Erzhan Kulibaev (Erjan Qulybaev; born 21 September 1986) is a Spanish violinist of Kazakh origin.

==Education==
Kulibaev began his formal musical education in 1995 at the Republican Special Music School for Talented Children of Kulyash Baiseitova (in Almaty, Kazakhstan) in the class of N. M. Patrusheva. In 1998 he moved to the Moscow Conservatory, where he studied in the class of A. V. Revich. In 2004 he started studies in the class of Zakhar Bron at the Queen Sofía College of Music in Madrid and the Master programme in the Glinka State Conservatory in Novosibirsk.

==Career==
Erzhan Kulibaev has won many prizes at international violin competitions:
- Demidovski International Violin Vompetition in Yekaterinburg (2003, First Prize and two Special prizes)
- International Violin Competition in Lisbon (2006, First Prize and Special prize for the best interpretation of a work by L.Graça)
- International Violin Competition in Novosibirsk (2007, First Prize and special prize of Paloma O’Shea)
- International Hindemith Competition in Berlin (2010, Gold medal and Special prize for the best interpretation of a work by Robert Schumann)
- Henryk Wieniawski Violin Competition in Poznań (2011, Distinction and two special prizes).
- International violin competition in Buenos-Aires, 1st prize and "Premio Tango" for best interpretation of argentine tango.

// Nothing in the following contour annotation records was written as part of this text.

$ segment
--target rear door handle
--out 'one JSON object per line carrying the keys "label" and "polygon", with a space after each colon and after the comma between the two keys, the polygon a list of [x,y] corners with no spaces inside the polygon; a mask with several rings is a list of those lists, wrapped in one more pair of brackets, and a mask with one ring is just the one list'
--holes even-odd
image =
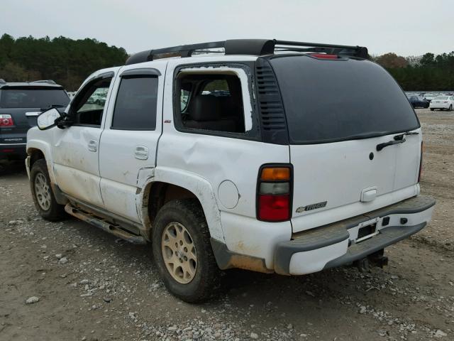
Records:
{"label": "rear door handle", "polygon": [[98,150],[98,141],[96,140],[90,140],[88,141],[88,150],[90,151],[96,151]]}
{"label": "rear door handle", "polygon": [[148,148],[145,146],[135,146],[134,157],[138,160],[146,160],[148,158]]}

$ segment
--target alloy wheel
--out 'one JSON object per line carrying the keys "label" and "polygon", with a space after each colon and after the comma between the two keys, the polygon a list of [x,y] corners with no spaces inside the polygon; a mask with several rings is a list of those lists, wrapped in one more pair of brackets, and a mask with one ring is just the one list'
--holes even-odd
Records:
{"label": "alloy wheel", "polygon": [[197,252],[194,240],[182,224],[172,222],[162,231],[161,251],[172,277],[187,284],[194,279],[197,269]]}
{"label": "alloy wheel", "polygon": [[48,210],[50,208],[50,187],[44,174],[36,174],[34,186],[38,204],[45,211]]}

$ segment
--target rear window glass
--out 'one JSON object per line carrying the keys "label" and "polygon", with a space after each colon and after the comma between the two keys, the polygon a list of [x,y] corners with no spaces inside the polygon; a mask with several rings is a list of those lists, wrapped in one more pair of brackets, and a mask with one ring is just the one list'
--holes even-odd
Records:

He has performed in France, Germany, Switzerland, Japan, Belgium, Mexico, Portugal, Ukraine, Latvia, Italy, Kuwait, Russia, Kazakhstan, Austria, Spain, and Poland. He played as a soloist with the State Symphony Orchestra of Kazakhstan, the Opera and Ballet Symphony Orchestra of Astana, the Camerata of Kazakhstan, the Academy of the Soloists, the Camera Orchestra of the Philharmonic Society of Moscow, the Camera Orchestra of the Academic Choir of Sankt-Petersburg, the Symphony Orchestra of Yucatan, the Symphony Orchestra of the State Conservatory of Novosibirsk, the Symphony Orchestra of Astana, the Symphony Orchestra of Karaganda, the Symphony Orchestra of the Queen Sofia College of Music, the University of Alicante's Philharmonic Orchestra, the Symphony Orchestra of Castilla y Leon. In 2005-2006 he participated in the International Festival of Music in Santander, Spain. In 2006 and 2010 he received an Honorary Diploma as the best student of Z. Bron from the Queen of Spain and performed in the Royal Palace of Pardo. In 2010 he performed in the Konzerthaus Berlin.

Kulibaev plays the Stradivarius “Rode” 1722 courtesy of the Maggini Foundation.